Training stability perspective: This work is the first to quantify the stability advantage of short-window training (loss variance, gradient norms, attention logits), providing a mechanistic explanation for the observed performance gains.

Limitations & Future Work¶

The largest evaluated model is only 3B; validation at the 13B/70B scale is absent.
No theoretical explanation is provided for why linear scheduling is optimal.
Long-task evaluation relies on synthetic benchmarks (RULER); evaluation on naturally occurring long documents is insufficient.
The relationship between hyperparameters and model size or data quality has not been systematically explored.

vs.
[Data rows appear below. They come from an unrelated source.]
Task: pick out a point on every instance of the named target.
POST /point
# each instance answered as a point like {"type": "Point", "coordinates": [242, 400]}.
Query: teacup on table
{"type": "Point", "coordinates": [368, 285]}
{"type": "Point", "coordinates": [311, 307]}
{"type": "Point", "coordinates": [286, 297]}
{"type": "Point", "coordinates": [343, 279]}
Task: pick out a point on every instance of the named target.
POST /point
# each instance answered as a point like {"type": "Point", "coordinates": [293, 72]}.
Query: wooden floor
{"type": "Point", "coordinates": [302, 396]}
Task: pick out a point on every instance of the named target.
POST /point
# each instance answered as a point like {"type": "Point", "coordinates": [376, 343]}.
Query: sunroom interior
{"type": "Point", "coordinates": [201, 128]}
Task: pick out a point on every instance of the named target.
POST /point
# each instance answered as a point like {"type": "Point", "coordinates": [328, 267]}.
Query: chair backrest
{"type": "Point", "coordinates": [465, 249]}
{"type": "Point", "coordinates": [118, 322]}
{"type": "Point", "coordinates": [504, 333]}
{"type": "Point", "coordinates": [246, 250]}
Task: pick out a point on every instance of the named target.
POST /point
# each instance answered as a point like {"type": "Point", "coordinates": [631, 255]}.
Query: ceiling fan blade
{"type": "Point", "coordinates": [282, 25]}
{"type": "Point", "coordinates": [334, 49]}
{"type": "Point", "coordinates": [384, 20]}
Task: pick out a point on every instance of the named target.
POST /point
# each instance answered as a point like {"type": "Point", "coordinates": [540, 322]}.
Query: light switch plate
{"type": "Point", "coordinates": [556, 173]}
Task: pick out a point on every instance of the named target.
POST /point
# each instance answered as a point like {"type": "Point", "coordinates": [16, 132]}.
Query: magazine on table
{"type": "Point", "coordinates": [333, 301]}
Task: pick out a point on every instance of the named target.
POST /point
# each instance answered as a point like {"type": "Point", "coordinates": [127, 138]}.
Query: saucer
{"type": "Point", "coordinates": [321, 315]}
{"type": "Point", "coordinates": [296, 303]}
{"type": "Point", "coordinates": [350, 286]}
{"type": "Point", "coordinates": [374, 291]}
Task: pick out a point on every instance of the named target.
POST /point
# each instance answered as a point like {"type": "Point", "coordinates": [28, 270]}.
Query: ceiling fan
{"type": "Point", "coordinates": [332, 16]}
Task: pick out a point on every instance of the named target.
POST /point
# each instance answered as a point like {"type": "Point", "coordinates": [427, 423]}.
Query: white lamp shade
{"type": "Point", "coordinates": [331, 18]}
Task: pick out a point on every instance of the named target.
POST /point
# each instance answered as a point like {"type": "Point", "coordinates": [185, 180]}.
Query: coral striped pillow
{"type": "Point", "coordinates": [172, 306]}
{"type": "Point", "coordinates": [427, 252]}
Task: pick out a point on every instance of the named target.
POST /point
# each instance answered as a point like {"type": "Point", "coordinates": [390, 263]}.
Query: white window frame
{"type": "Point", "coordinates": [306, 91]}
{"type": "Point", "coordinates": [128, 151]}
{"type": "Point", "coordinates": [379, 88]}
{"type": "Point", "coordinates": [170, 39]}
Dataset Decomposition: Segmenting data by length introduces domain bias (long documents ≈ books); SkyLadder leaves the data distribution unchanged.
vs. continual fine-tuning approaches (YaRN, ProLong): Training from scratch vs. fine-tuning an existing model; SkyLadder avoids fine-tuning costs.
vs. GrowLength (Jin 2023): Validated only on 400M models; SkyLadder provides the first systematic validation at the 3B scale.

Rating¶

Novelty: ⭐⭐⭐⭐ The curriculum learning inspiration is not entirely new, but the empirical finding that challenges the long-context assumption carries genuine innovative value.
Experimental Thoroughness: ⭐⭐⭐⭐⭐ Rigorous variable control, comprehensive ablations, cross-scale validation from 120M to 3B, and public code release.
Writing Quality: ⭐⭐⭐⭐ Clear logical structure, high information density in figures and tables, and in-depth quantitative analysis of training stability.
Value: ⭐⭐⭐⭐⭐ A directly deployable engineering solution with dual benefits of 22% speedup and +3.7% accuracy gain, immediately applicable to industrial-scale pretraining.